For a novice painter, an
attempt to create a sunset landscape with snow-capped mountains on the horizon
may end up looking like a multicoloured inkblot. But not if you are armed with
AI and deep learning.
In
fact, a deep learning model of Nvidia Research can do just the opposite: Turn
rough doodles into photorealistic masterpieces. The tool uses generative
adversarial networks, or GANs, to convert segmentation maps into lifelike
images. The interactive app using the model, in a lighthearted nod to a
painter, is named GauGAN.
Smart
paintbrush
GauGAN
can be a great tool for creating virtual worlds for everyone from architects
and urban planners to landscape designers and game developers.
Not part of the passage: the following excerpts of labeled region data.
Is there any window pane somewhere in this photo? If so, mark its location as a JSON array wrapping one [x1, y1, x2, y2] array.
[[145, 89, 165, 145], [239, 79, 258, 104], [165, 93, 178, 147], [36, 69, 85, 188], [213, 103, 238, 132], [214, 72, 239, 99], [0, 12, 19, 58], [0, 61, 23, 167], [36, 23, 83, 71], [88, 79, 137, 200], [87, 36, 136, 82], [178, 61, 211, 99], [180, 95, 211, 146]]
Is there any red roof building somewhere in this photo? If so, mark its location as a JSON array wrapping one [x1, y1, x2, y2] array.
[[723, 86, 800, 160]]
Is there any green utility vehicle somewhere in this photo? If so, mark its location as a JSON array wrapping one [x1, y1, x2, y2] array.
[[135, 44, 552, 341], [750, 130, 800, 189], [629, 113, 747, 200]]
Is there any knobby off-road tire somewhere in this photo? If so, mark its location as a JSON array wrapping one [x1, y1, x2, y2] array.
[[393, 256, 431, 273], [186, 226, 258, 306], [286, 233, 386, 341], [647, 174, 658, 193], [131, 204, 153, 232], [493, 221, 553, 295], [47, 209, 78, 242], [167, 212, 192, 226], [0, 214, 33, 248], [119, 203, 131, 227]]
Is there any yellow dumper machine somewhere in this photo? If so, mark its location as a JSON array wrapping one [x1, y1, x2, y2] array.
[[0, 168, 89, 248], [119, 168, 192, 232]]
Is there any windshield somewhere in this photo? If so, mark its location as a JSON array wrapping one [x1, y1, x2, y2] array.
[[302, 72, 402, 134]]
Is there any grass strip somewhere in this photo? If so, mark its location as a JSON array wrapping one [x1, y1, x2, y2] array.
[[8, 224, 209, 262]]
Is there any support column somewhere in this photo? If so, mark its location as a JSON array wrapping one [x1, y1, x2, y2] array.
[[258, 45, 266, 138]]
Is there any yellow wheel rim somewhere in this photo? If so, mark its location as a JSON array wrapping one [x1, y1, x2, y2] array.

With an AI that
understands how the real world looks, professionals could better prototype
ideas and make rapid changes to a virtual scene.
The
tech behind GauGAN can be linked to a ‘smart paintbrush’ that can fill in the
details inside rough segmentation maps, the high-level outlines that show the
location of objects in a scene.
Synthesising
new images
Trained
on a million images, the deep learning model then fills in the landscape with
surprising results: Draw in a pond, and nearby elements like trees and rocks
will appear as reflections in the water. Swap a segment label from ‘grass’ to
‘snow’ and the entire image changes to a winter scene, with a formerly leafy
tree turning barren.
The
tool also allows users to add a style filter, changing an image to adapt the
style of a painter or change a daytime scene to sunset. While it focuses on
natural elements like land, sea and sky, it is capable of filling in other
landscape features, including buildings, roads and people.